From festival to festival, this edition of Primavera Sound went unnoticed with the Sónar controversy. No one accused him of being part of any major pro-Israeli Zionist group. Saved by the bell: this year you could attend without guilt, as if it weren't yet another monopoly denying alternative models for the city we live in. If you wanted, before going to dance and sing, you could walk through a frivolous immersive installation that transported you to the terror of Gaza: a surreal form of whitewashing the festival. I went to Primavera Sound in 2022 for the first time, and I went again in 2024, taking advantage of an invitation to see a concert. I promised myself then that I wouldn't go back. I'm not better than anyone else, obviously. I'm sure I'm as miserable and antithetical as many of the people who come. I know for a fact that my moral limits are the contradictions of someone else.

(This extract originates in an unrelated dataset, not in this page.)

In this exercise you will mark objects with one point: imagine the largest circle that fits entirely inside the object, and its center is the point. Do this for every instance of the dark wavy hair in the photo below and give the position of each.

And that my contradictions will be the moral limits of someone reading this now.
However, I wondered what those who host podcasts about gentrification, journalists who lead programs with editorials against mass tourism, were doing at the festival. influencers who criticize those who, as Marco de Eramo recently explained in a interview With Jordi Nopca, they're bringing the city to hell. I've thought that perhaps they need to record themselves saying these things for the same reason we need to hear them: to cleanse ourselves of guilt. To shake off the bad feeling and think that yes, ideally we want a free Palestine, and that when the time comes, we'll share the poster for the Renters' Union demonstration, but that, in the meantime, there are actions that don't speak for us: a sedative contradiction, like a promise, frees us. But from what does it free us?

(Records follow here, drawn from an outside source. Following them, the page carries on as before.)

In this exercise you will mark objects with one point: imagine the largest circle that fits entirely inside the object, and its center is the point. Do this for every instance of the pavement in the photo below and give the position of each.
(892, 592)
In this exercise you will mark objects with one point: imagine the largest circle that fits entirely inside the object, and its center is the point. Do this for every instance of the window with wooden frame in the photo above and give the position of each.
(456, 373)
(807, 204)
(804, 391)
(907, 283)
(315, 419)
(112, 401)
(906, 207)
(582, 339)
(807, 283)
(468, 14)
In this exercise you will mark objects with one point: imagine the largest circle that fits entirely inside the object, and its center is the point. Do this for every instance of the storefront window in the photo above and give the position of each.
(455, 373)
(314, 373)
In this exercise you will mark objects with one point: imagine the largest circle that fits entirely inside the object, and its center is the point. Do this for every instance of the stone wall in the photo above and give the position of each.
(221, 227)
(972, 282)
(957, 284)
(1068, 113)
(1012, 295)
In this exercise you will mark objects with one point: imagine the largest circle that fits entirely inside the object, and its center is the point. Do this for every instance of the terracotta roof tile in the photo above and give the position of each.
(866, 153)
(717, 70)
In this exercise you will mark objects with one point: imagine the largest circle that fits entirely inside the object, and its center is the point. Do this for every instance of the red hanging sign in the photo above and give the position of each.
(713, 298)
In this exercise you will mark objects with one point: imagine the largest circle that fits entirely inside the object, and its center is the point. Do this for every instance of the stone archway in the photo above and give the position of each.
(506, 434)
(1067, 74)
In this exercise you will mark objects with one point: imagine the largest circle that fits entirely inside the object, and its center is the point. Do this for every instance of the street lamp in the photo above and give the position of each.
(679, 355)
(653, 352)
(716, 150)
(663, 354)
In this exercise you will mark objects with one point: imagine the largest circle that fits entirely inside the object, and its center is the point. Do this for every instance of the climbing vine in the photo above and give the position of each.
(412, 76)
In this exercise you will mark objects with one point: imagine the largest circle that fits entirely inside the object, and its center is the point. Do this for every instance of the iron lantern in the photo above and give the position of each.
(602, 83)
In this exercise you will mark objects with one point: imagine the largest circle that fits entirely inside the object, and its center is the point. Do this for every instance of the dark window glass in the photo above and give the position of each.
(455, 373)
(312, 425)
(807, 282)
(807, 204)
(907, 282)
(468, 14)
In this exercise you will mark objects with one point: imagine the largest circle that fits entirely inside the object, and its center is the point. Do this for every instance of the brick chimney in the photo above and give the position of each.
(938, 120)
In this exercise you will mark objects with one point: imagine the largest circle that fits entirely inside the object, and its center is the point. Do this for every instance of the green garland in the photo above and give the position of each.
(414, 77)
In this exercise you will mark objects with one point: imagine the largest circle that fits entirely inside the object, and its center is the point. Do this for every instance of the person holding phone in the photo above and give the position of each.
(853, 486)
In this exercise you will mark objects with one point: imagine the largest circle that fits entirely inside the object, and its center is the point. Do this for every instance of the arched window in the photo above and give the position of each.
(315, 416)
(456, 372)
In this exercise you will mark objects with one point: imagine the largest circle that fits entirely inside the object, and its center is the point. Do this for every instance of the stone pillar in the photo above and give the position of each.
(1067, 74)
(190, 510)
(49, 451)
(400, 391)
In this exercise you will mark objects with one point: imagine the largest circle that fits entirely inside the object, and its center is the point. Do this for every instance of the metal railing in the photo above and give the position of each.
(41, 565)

God forbid I compare Palestine and Barcelona. What I'm actually comparing are Sónar and Primavera (sorry, Sónar's independent and experimental seed: we can't continue living off emotional gains). In one, the world we want is symbolically at stake: whether economic power and geopolitical forces should dominate all our daily decisions. That is, whether we consider €1.3 billion a small sum for an investment fund or whether a life in Palestine is worth more than any economic figure. In the other, the city we want is symbolically at stake: whether the photo on Instagram, the brilliant experience, or the superstar of the moment can mortgage the future of a city that many of us want to be different. Meanwhile, some contradiction frees us: with "melancholic resignation," we decide not to act. Or to act against our interests.